Image Registry

A Docker image is a read-only template that can be used to deploy container services, each with a specific unique identifier (i.e. Image name:Tag). For example, an image can contain a full Ubuntu operating system environment with only Apache or other applications that users need. The image registry is used to store and distribute Docker images.

Create a Secret

Sign in with project-regular, enter into one project (e.g. demo-namespace), then select Configuration Center → Secrets.

Click Create Secret button, then fill in the basic information in the pop-up window.

Add the QingCloud Docker Hub

1. On the basic information page, enter the name of the QingCloud Docker Hub, you can also fill in the description as your needs.

• Name: A concise and clear name for this registry, which is convenient for users to browse and search, e.g. dockerhub-qingcloud.
• Alias: Helps you better distinguish resources and supports Chinese.
• Description: A brief introduction to registry.

Click Next when you're done.

2. In the Secret Settings table, select Image Repository Secret as the type, then fill in the account authentication information of the image registry.

• Registry Address: Use QingCloud image registry address dockerhub.qingcloud.com as an example.
• Username/Password: Enter guest / guest
• Email: Fill in your personal email address

3. Click Create, then redirect to the secrets list to view the creation results.

Add the Docker Hub

If you need to add Dokcer Hub as the image registry, first make sure you have already registered your account in Docker Hub.

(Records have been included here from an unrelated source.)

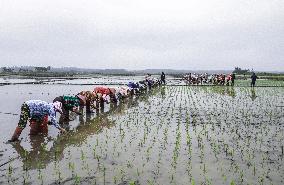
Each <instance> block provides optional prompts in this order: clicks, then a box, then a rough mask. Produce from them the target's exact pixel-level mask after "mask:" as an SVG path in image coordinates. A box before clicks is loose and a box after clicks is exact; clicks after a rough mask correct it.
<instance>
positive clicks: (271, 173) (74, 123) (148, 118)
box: [0, 85, 284, 184]
mask: <svg viewBox="0 0 284 185" xmlns="http://www.w3.org/2000/svg"><path fill="white" fill-rule="evenodd" d="M92 88H93V87H92V86H71V85H70V86H69V85H14V86H13V85H12V86H2V87H0V106H1V107H0V108H1V110H2V112H5V113H14V114H16V113H18V112H19V108H20V106H21V104H22V103H23V101H25V100H27V99H42V100H46V101H52V99H53V98H54V97H56V96H58V95H62V94H75V93H76V92H79V91H81V90H91V89H92ZM283 98H284V89H283V88H255V90H254V91H252V90H251V89H250V88H244V87H235V88H228V87H171V86H167V87H161V88H157V89H153V90H152V91H151V92H149V93H148V94H146V95H141V96H139V97H133V98H132V99H129V100H127V101H125V102H124V103H119V104H118V105H108V106H107V107H106V108H105V110H104V111H102V112H97V113H94V114H91V115H86V114H84V115H83V116H77V117H76V118H75V119H74V120H73V121H71V122H70V123H69V125H64V126H65V127H68V128H69V129H70V131H69V132H68V133H67V134H65V135H60V134H58V131H57V130H56V129H55V128H52V127H49V133H48V135H47V136H38V137H35V138H31V137H30V136H29V135H28V131H29V128H28V127H27V128H26V129H25V130H24V132H23V133H22V135H21V138H22V140H21V142H20V143H16V144H13V145H11V144H5V141H6V140H7V139H9V138H10V136H11V134H12V132H13V130H14V128H15V126H16V123H17V119H18V116H17V115H13V114H4V113H1V116H0V123H1V126H2V127H1V135H0V139H1V143H0V155H1V156H0V163H1V164H3V163H5V162H7V161H9V160H10V162H9V163H7V164H5V165H3V166H2V167H0V184H1V183H3V184H8V183H11V184H23V183H31V184H57V183H62V184H75V183H78V184H131V183H136V184H193V183H195V184H230V183H234V184H283V183H284V182H283V179H284V177H283V171H284V165H283V155H282V151H281V147H283V143H284V142H283V140H284V128H283V122H284V108H281V107H277V106H281V105H282V106H283V105H284V99H283Z"/></svg>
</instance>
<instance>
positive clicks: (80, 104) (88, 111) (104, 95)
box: [9, 74, 165, 142]
mask: <svg viewBox="0 0 284 185" xmlns="http://www.w3.org/2000/svg"><path fill="white" fill-rule="evenodd" d="M162 75H164V74H162ZM161 79H162V78H161ZM162 83H165V77H164V78H163V80H160V79H155V78H152V76H151V75H150V74H147V76H146V77H145V79H144V80H141V81H139V82H129V83H128V84H127V85H126V86H121V87H118V88H112V87H104V86H98V87H95V88H94V89H93V90H92V91H81V92H79V93H77V94H76V95H75V96H65V95H63V96H59V97H56V98H54V100H53V102H52V103H48V102H46V101H42V100H28V101H26V102H24V103H23V104H22V106H21V114H20V119H19V122H18V125H17V127H16V129H15V131H14V134H13V136H12V138H11V139H10V140H9V141H10V142H14V141H17V140H18V138H19V136H20V135H21V133H22V131H23V129H24V128H25V127H26V125H27V122H28V121H29V122H30V127H31V129H30V135H36V134H38V133H47V132H48V125H53V126H55V127H56V128H57V129H58V130H60V132H61V133H64V132H66V130H65V129H64V128H63V127H62V126H60V124H59V123H60V121H59V123H58V122H57V121H56V113H60V114H61V116H60V120H69V112H74V113H76V114H78V115H80V114H82V110H83V108H84V107H86V113H87V114H88V113H93V110H99V109H100V108H101V109H103V108H104V105H105V103H107V104H109V103H117V102H123V101H124V99H126V98H128V97H130V96H134V95H139V94H140V93H145V92H147V91H149V90H151V88H153V87H156V86H159V85H161V84H162Z"/></svg>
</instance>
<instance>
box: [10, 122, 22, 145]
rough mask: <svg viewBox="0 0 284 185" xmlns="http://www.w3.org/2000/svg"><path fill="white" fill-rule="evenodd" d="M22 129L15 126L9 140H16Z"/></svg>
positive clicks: (20, 132) (19, 134) (17, 139)
mask: <svg viewBox="0 0 284 185" xmlns="http://www.w3.org/2000/svg"><path fill="white" fill-rule="evenodd" d="M22 131H23V129H22V128H20V127H18V126H17V127H16V129H15V131H14V134H13V136H12V138H11V141H17V140H18V138H19V136H20V135H21V133H22Z"/></svg>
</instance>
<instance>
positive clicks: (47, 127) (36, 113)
mask: <svg viewBox="0 0 284 185" xmlns="http://www.w3.org/2000/svg"><path fill="white" fill-rule="evenodd" d="M56 112H59V113H62V104H61V103H60V102H54V103H47V102H45V101H41V100H29V101H26V102H24V103H23V104H22V106H21V114H20V120H19V122H18V126H17V127H16V129H15V131H14V134H13V136H12V138H11V139H10V140H9V142H14V141H17V140H18V138H19V136H20V135H21V133H22V131H23V129H24V128H25V127H26V125H27V121H28V120H29V122H30V127H31V130H30V135H36V134H38V133H41V132H45V133H47V132H48V127H47V125H48V124H49V125H53V126H55V127H56V128H57V129H58V130H60V131H61V132H66V131H65V129H63V128H61V127H60V125H59V124H58V123H57V122H56ZM48 116H49V117H50V121H49V120H48Z"/></svg>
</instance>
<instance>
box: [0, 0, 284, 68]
mask: <svg viewBox="0 0 284 185" xmlns="http://www.w3.org/2000/svg"><path fill="white" fill-rule="evenodd" d="M13 65H17V66H24V65H37V66H47V65H51V66H54V67H62V66H73V67H83V68H125V69H146V68H168V69H191V70H194V69H233V68H234V66H240V67H242V68H249V69H252V68H253V69H255V70H264V71H273V70H277V71H284V1H283V0H0V66H13Z"/></svg>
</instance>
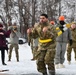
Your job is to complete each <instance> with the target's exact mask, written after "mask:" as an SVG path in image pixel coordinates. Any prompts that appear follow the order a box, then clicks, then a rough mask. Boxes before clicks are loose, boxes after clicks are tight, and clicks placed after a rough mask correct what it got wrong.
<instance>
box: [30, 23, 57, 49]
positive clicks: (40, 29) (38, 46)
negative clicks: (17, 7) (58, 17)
mask: <svg viewBox="0 0 76 75" xmlns="http://www.w3.org/2000/svg"><path fill="white" fill-rule="evenodd" d="M44 27H47V28H48V30H47V32H46V33H45V34H44V33H43V31H42V30H43V28H44ZM30 35H31V36H32V38H37V37H38V38H39V39H41V40H46V39H50V38H51V39H52V41H50V42H47V43H41V42H39V43H38V50H46V49H52V48H55V46H56V44H55V40H56V37H57V33H56V31H55V27H54V26H52V25H50V24H49V22H47V23H45V24H41V23H36V24H35V25H34V28H33V29H32V33H31V34H30Z"/></svg>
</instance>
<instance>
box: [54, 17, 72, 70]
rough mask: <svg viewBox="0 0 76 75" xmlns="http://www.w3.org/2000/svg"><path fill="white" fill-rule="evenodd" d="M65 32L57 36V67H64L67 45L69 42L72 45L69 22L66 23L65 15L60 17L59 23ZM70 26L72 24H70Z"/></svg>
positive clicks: (56, 58) (56, 67)
mask: <svg viewBox="0 0 76 75" xmlns="http://www.w3.org/2000/svg"><path fill="white" fill-rule="evenodd" d="M57 26H58V27H59V29H60V30H61V31H62V32H63V33H62V34H61V35H60V36H58V37H57V38H56V55H55V68H56V69H58V68H64V67H65V66H64V64H63V63H64V61H65V57H64V55H65V52H66V45H67V43H68V42H69V43H70V45H72V37H71V31H70V29H69V28H67V26H68V24H66V23H65V17H64V16H60V17H59V24H58V25H57ZM69 27H70V26H69Z"/></svg>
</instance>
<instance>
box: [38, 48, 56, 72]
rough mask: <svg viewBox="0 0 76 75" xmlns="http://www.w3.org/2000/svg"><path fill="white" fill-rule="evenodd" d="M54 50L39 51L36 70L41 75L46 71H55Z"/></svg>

Then reference the same steps as above, fill in docker.io as the image registry address, and enter your personal DockerHub username and password.

Add the Harbor

Intro

Harbor is an an open source trusted cloud native registry project that stores, signs, and scans content. Harbor extends the open source Docker Distribution by adding the functionalities usually required by users such as security, identity and management.

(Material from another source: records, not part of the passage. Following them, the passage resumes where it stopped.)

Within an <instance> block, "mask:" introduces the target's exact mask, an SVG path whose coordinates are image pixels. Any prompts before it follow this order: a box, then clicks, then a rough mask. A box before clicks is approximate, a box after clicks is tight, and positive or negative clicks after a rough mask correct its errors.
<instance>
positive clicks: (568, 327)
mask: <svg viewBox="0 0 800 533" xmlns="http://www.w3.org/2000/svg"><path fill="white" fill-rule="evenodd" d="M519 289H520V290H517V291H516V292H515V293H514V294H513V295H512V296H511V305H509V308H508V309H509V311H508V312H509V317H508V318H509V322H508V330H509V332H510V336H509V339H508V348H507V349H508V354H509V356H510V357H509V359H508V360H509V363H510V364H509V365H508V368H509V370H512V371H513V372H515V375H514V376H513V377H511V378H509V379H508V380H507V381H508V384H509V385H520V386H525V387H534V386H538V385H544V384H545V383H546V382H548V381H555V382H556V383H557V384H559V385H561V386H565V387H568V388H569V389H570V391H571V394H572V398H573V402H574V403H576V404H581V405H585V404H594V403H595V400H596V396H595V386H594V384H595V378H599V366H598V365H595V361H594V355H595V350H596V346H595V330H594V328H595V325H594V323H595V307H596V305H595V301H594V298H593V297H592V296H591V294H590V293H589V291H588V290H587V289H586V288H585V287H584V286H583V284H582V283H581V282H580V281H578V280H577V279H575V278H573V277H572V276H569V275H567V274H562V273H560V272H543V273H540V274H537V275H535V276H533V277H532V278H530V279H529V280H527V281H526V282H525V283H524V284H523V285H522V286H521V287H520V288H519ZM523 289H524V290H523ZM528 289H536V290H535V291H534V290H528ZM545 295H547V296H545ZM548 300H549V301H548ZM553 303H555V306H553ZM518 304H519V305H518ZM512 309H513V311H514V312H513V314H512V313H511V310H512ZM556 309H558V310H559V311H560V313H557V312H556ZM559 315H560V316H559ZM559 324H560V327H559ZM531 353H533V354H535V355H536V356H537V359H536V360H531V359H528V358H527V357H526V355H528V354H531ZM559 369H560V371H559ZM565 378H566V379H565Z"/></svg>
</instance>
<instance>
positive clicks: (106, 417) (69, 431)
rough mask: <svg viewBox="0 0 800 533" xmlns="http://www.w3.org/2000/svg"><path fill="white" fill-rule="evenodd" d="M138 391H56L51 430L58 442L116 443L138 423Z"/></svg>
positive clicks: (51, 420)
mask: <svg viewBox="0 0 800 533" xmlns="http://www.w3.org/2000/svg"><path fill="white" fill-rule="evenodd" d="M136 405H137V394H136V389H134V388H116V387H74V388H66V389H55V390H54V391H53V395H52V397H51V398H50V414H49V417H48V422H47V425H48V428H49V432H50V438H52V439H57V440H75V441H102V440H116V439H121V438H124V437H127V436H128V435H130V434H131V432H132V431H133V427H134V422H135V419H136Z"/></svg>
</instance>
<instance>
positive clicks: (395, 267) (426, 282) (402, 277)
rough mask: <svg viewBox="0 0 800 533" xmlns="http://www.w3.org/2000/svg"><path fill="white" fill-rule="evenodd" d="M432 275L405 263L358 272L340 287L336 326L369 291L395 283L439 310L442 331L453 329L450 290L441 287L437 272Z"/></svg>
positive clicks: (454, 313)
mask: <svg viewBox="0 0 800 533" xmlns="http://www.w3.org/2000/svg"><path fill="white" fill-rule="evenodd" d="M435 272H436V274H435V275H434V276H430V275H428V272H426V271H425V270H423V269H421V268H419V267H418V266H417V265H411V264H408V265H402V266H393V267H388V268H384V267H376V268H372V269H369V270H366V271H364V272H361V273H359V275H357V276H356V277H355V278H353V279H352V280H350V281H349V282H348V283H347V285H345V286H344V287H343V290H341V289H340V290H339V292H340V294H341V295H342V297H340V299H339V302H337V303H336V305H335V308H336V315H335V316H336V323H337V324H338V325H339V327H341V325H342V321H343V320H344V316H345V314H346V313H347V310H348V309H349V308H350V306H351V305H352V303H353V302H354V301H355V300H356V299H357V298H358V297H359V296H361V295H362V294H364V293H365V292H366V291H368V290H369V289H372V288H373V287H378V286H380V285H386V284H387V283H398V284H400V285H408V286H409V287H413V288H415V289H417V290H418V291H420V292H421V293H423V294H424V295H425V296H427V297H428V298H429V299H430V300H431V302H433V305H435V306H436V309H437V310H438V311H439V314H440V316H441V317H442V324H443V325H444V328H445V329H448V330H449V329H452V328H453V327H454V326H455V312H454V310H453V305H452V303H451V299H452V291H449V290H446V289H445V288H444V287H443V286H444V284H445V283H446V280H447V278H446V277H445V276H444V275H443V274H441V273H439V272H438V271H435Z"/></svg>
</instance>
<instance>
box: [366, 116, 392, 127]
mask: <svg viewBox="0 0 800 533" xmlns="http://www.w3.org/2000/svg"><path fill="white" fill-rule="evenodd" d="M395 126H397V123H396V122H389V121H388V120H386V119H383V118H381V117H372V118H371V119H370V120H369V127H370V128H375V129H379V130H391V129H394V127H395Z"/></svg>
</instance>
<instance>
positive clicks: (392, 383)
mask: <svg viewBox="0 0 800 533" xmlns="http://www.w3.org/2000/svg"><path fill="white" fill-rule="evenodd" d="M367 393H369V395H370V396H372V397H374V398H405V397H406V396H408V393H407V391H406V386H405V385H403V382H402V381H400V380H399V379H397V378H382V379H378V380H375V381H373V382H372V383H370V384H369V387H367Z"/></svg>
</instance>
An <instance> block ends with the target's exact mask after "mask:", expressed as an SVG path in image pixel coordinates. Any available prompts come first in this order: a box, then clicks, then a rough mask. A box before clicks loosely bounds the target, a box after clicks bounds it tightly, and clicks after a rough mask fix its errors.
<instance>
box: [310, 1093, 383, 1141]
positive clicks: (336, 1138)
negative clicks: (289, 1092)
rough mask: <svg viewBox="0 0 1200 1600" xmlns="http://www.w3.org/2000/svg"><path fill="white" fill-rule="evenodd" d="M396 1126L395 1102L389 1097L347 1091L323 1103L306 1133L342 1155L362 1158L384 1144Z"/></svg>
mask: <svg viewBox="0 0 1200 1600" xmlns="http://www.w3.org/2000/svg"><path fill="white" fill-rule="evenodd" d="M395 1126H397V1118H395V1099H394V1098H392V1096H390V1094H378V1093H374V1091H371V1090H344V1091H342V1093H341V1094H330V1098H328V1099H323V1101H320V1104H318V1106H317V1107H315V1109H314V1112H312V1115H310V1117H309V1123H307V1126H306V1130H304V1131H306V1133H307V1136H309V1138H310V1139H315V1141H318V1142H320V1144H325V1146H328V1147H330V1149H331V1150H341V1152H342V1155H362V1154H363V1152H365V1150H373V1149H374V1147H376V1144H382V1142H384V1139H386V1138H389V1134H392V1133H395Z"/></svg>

Connect the External Harbor

According to the address type of the Harbor, you need to divide into http and https:

http

1. You need to modify the Docker configuration in all nodes of the cluster. For example, if there is an external harbor registry and its IP is http://192.168.0.99, then you need to add a field as --insecure-registry=192.168.0.99 into /etc/systemd/system/docker.service.d/docker-options.conf.

Example

[Service]
Environment="DOCKER_OPTS=--registry-mirror=https://registry.docker-cn.com --insecure-registry=10.233.0.0/18 --data-root=/var/lib/docker --log-opt max-size=50m --log-opt max-file=5 \
--insecure-registry=192.168.0.99"

Here, the Environment string represents the dockerd options.

--insecure-registry: In order to communicate with an insecure registry, the Docker daemon requires --insecure-registry fields. Refer to the docker docs for its syntax.

2. Next, you need to reload the configuration file and restart Docker:

$ sudo systemctl daemon-reload

$ sudo systemctl restart docker

3. Log in KubeSphere, enter a project, navigate to Configuration → Secret, create a secret by choosing Image Repositry Secret, fill in the Registry Address with your Harbor IP.

4. If you want to use the domain name instead of IP with Harbor, you may need to configure the CoreDNS and nodelcaldns within the K8s cluster, then follow with the above to create a secret.

https

As for https type of Harbor registry, you can refer to Harbor Documentation, make sure you use docker login to connect with your Harbor.

Then you follow all the steps from the above http section to finish the configuration.

Using a Image Registry

Take the creation of a deployment as an example to demonstrate how to use the image registry and pull images from the registry. For example, there is a image mysql:5.6 in QingCloud image registry. When creating a Deployment, enter dockerhub.qingcloud.com/mysql:5.6 in the Pod template, the format is image registry address:tag, this image could be pulled from the pointed registry after the workload has been created.